Stock futures are going south as Sunday’s deadline for additional, hefty tariffs on Chinese imports looms. Ahead of that we’ve got the last meetings of the year for the Federal Reserve and European Central Bank, alongside a U.K. general election.

Given how Wall Street has survived much of what’s been thrown at it in the past 10 years, it’ll likely muddle through this. “Don’t bet against the U.S.,” is our call of the day, from Kyle Bass, founder and chief investment officer of Hayman Capital Management.

“Where are you going to put your money? In Europe, in China, in South America? There is no better place to put your money than the United States,” Bass told MarketWatch in an interview on Monday. “We have a rule of law, and we have the best economy as well.”

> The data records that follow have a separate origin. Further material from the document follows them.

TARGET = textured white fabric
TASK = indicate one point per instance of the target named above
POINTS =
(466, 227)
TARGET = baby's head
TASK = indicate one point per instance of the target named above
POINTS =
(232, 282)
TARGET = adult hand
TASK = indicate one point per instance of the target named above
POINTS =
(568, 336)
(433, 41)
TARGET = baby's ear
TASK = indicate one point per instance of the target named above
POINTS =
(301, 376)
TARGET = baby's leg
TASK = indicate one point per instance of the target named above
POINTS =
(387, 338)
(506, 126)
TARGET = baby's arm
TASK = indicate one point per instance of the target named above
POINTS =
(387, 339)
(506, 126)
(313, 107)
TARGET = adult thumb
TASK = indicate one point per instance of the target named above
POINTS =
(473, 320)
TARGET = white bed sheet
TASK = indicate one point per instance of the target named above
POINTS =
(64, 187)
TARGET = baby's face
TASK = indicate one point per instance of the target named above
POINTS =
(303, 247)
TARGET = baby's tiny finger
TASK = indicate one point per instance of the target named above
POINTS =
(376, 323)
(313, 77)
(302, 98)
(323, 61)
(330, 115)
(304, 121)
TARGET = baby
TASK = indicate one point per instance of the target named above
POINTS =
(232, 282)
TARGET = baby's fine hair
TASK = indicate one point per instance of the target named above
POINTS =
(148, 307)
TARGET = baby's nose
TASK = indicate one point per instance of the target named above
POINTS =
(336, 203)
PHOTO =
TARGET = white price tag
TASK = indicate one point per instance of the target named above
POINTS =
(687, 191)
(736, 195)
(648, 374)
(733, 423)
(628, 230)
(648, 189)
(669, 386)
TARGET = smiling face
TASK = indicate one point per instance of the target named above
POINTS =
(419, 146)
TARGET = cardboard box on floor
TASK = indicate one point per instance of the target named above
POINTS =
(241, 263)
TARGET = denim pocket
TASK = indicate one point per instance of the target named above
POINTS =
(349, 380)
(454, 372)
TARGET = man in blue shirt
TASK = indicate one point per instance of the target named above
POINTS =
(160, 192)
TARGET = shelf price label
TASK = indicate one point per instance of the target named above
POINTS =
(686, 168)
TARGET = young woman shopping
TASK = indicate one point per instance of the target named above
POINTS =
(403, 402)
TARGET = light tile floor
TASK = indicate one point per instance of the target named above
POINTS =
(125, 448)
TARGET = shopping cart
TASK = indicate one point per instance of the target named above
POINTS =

Bass says his firm is always “long [on] U.S. human innovation and where we’re short, we’re short in areas of the world in which we see potential severe dislocations,” though he says those shorts haven’t made money, with even global currency markets fairly benign. He backed out of a bearish offshore Chinese yuan position earlier this year.

“But I think American exceptionalism is here to stay. I think the place to invest in the next 10 to 20 years is America’s youth and America’s entrepreneurs,” said Bass.

The hedge-fund manager is famous for making winning bets on subprime loans back in 2007, though his prediction earlier this year that U.S. stocks would end 2019 below where they started has not panned out so far.

Bass says he believed the U.S. was headed for a recession by 2020, but now thinks a downturn could be averted. That’s due to the vast sums of money the Fed spent to keep credit flowing through short-term cash markets, after sudden stress appeared in early September, he says.

What this represents is renewed quantitative easing — expanding the Fed’s balance sheet and printing more money — from the Fed. Maybe that will “grease for the market enough to not have a recession, but our growth is going to slow in 2020,” as China and Europe’s economies are troubled, he said.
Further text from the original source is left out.